Люблю звучащее поэтическое слово. Когда-то на своих семинарах профессор-текстолог и пушкинист Сергей Михайлович Бонди, все разбираемые произведения Пушкина прочитывал вслух. Читал и комментировал. Примерно то же делает и Валентин Семенович Непомнящий.
Вообще, если задуматься, публика сейчас лишена очень важного концертного жанра – чтения стихов и прозы. Очень немногие в наши дни этим занимаются – ушли корифеи жанра: Яков Смоленский, Вячеслав Сомов, Михаил Козаков, Дмитрий Журавлев...
Слово перестало звучать со сцены, а когда-то у нас с сестрой были абонементы на чтецкие концерты в Зал Чайковского, наряду с музыкальными абонементами в Консерваторию.
Да, жанр как-то исчез вместе со смертью или старостью корифеев. Великолепно до сих пор читает Сергей Юрский, осенью слушала его выступление в Роквилле под Вашингтоном. Сейчас свои чтецкие концерты - как когда-то в юности - дает в Москве Евтушенко.
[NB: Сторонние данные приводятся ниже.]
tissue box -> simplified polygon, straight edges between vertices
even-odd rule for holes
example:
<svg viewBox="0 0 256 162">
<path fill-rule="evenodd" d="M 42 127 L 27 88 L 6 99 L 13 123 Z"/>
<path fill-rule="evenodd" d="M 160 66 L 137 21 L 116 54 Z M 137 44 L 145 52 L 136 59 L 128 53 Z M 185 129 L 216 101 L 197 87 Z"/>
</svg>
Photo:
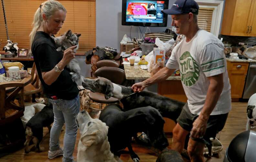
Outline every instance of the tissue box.
<svg viewBox="0 0 256 162">
<path fill-rule="evenodd" d="M 154 55 L 155 58 L 155 63 L 158 62 L 165 62 L 165 50 L 157 48 L 154 48 Z"/>
</svg>

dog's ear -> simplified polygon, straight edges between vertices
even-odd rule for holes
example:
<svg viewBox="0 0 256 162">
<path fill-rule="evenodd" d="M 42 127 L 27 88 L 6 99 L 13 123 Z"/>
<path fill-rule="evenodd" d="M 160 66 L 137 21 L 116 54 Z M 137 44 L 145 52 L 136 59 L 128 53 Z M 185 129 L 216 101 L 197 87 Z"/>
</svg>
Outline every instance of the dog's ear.
<svg viewBox="0 0 256 162">
<path fill-rule="evenodd" d="M 254 108 L 255 108 L 255 106 L 254 105 L 248 105 L 247 106 L 247 116 L 249 119 L 251 119 L 252 118 L 252 110 Z"/>
<path fill-rule="evenodd" d="M 66 36 L 67 39 L 69 39 L 72 34 L 72 32 L 71 31 L 71 30 L 69 30 L 66 33 Z"/>
<path fill-rule="evenodd" d="M 106 91 L 104 94 L 105 99 L 108 100 L 113 96 L 113 91 L 114 88 L 111 85 L 107 84 L 106 86 Z"/>
<path fill-rule="evenodd" d="M 86 134 L 81 138 L 80 140 L 83 145 L 88 147 L 91 147 L 96 143 L 97 133 L 98 130 L 94 132 L 91 134 Z"/>
</svg>

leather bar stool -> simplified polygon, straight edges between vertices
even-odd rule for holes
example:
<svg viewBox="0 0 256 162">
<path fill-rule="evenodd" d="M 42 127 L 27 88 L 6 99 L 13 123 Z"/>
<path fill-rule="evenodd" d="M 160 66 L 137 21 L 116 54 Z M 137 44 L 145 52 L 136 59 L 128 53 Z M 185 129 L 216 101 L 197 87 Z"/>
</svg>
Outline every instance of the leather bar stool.
<svg viewBox="0 0 256 162">
<path fill-rule="evenodd" d="M 98 69 L 95 71 L 96 77 L 102 77 L 111 81 L 112 83 L 122 85 L 125 81 L 125 74 L 124 71 L 121 69 L 115 67 L 103 67 Z M 97 118 L 99 116 L 102 109 L 102 104 L 106 104 L 119 102 L 119 100 L 115 98 L 111 97 L 108 100 L 105 98 L 104 95 L 98 92 L 90 92 L 88 94 L 90 99 L 94 102 L 99 103 L 99 109 L 91 107 L 92 112 L 89 114 L 93 118 Z M 91 113 L 90 113 L 91 112 Z"/>
</svg>

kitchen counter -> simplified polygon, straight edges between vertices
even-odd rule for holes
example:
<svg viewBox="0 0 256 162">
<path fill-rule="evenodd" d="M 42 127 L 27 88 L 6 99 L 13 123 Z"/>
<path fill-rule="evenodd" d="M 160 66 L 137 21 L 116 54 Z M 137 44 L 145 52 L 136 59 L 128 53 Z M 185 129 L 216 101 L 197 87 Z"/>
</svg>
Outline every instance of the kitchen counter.
<svg viewBox="0 0 256 162">
<path fill-rule="evenodd" d="M 138 65 L 130 66 L 124 64 L 124 71 L 126 79 L 138 79 L 145 80 L 151 77 L 148 70 L 141 69 Z M 170 76 L 166 80 L 180 80 L 180 76 Z"/>
<path fill-rule="evenodd" d="M 226 58 L 227 61 L 230 62 L 256 62 L 256 60 L 242 60 L 241 59 L 237 59 L 236 60 L 232 60 Z"/>
<path fill-rule="evenodd" d="M 125 61 L 123 58 L 123 61 Z M 123 66 L 126 79 L 145 80 L 151 77 L 147 70 L 142 69 L 138 65 L 130 66 L 130 64 L 124 64 Z M 165 81 L 157 83 L 157 94 L 174 100 L 187 102 L 187 99 L 180 80 L 180 76 L 172 76 Z M 176 125 L 175 122 L 168 118 L 164 118 L 164 119 L 165 121 L 164 131 L 172 132 Z"/>
</svg>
Это все отголоски когда-то могучего явления, очень хочется, чтобы оно не заглохло, а наоборот - возродилось.
Так вот, Валентин Непомнящий – из этой же породы, породы чтецов. Он читает по-своему.
Сидя в просторном кабинете с четырьмя широкими окнами в сад, одетый в простую свободную рубашку, без грима, как есть. Читает наизусть – и видно – что стихи эти - его стихия, его любовь и его радость, и предмет его многолетних размышлений. Звучание голоса, интонация, мимика, жест – все это свободно от актерства, и однако продумано и соответсвует его пониманию текста.
Первая глава. Она писалась целых полгода, и она так много вместила...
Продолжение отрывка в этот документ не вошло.